There was this article that has recently been printed in which Dr. Michel Odent, world-famous obstetrician, says that he has long thought that men hinder the birth process. One of my fellow independent childbirth members emailed him directly, and he said that the article was not written by him, but by a journalist after a telephone interview, and that he has never said that men “should not be at the birth of their child.” Still, it opens up an avenue of thinking and questioning for me.
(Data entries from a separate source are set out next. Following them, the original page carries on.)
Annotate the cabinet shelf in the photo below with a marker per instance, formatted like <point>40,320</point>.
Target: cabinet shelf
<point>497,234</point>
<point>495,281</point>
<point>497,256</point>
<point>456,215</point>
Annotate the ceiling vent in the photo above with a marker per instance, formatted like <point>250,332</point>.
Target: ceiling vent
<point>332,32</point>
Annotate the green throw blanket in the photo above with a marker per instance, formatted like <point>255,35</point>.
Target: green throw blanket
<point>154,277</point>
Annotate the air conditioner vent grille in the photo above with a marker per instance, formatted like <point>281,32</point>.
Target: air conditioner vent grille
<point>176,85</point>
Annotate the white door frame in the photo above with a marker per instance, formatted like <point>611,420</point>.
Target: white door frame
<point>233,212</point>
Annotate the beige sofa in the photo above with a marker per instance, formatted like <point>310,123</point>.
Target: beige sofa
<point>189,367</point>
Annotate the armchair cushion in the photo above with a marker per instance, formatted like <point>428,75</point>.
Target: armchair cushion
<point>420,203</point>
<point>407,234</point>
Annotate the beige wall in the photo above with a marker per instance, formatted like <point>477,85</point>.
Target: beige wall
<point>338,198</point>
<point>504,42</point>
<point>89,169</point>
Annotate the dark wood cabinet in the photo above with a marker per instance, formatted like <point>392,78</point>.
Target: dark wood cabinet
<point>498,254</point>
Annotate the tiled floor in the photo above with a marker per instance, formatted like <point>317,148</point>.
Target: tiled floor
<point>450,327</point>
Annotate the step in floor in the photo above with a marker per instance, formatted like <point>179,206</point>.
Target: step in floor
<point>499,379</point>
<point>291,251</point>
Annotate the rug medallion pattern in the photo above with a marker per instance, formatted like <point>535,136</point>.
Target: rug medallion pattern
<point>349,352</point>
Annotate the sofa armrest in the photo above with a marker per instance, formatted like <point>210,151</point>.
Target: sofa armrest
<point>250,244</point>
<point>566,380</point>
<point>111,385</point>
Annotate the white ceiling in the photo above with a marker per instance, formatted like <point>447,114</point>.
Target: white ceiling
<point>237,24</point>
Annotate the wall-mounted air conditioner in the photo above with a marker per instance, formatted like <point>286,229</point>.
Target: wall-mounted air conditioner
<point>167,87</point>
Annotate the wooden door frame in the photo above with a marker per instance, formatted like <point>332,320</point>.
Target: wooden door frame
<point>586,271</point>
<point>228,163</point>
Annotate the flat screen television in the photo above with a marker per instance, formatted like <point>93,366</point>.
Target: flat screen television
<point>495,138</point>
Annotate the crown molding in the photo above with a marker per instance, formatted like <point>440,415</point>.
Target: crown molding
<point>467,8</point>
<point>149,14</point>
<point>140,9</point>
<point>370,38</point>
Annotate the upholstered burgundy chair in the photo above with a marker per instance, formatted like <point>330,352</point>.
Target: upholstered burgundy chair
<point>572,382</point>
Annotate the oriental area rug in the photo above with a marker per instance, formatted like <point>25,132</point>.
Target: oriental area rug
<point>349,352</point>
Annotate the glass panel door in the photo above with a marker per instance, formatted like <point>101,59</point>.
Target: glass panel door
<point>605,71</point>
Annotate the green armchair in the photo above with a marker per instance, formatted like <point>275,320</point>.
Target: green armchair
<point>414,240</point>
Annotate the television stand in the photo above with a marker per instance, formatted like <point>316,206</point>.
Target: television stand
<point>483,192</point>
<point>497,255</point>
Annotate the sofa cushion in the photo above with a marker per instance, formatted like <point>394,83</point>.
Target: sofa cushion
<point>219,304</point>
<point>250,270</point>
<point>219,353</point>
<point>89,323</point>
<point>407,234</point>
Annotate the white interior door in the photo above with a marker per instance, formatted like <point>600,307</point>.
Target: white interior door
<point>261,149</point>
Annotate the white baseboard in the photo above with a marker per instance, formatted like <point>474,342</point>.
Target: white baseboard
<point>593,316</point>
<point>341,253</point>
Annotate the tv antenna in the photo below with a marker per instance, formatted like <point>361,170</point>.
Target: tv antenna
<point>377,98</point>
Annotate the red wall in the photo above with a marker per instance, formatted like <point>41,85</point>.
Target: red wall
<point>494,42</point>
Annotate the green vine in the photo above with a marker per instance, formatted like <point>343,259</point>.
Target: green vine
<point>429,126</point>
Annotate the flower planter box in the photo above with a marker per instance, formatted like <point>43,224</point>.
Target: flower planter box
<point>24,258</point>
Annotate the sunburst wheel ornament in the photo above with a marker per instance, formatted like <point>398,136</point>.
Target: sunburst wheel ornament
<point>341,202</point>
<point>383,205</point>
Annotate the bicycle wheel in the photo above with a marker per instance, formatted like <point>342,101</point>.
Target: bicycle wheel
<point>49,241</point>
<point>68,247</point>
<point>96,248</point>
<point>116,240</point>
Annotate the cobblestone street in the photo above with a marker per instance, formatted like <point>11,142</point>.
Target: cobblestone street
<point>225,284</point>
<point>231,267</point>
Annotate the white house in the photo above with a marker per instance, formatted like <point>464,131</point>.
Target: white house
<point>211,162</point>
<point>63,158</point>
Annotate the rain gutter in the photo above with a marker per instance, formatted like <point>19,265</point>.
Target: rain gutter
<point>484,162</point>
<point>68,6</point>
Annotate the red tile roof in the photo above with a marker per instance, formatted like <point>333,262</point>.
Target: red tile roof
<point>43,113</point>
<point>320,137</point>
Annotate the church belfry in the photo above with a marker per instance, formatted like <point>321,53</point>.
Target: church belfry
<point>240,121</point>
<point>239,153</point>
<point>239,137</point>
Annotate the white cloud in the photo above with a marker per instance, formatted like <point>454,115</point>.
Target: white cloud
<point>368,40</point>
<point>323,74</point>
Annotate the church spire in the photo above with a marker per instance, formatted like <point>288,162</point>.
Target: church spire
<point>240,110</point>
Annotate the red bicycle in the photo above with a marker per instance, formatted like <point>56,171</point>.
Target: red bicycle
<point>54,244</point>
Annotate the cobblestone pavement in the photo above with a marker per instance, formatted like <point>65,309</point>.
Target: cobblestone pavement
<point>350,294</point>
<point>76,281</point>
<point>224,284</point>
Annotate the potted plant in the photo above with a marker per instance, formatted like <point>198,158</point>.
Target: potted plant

First, my personal experience — I was glad that my husband was there with me when our first child was born, but he didn’t really help that much; the midwife and doula were much better at the whole “labor thing” (which stands to reason, since it is their job and calling, and what they do all the time, while it was the first time for my husband). It is one of my biggest regrets that my husband missed the birth of our second child, being out of town and unable to make it back in time.

When I’ve posed this question or made a statement along this line in my birth-related email groups, there have generally been two types of response: 1) women who gush about their husbands and say that they couldn’t have done it without them; and 2) women who have the same thoughts as me — that men are not really that beneficial at a birth.

There are some men who should not be at a birth. I’ve recently read a blog post in which a woman said that although she felt like she was handling labor fine, her husband talked her into getting a C-section because he couldn’t stand seeing her in pain. (I guess that a C-section recovery isn’t painful?) One of my brothers-in-law watched TV the whole time my sister was in labor, and was glad when she got an epidural so he wouldn’t have to listen to her vocalize during contractions. I’m not saying that these types of men are hopeless causes, but that if they’re not willing to be supportive of their wives during labor, then why should they be there at all?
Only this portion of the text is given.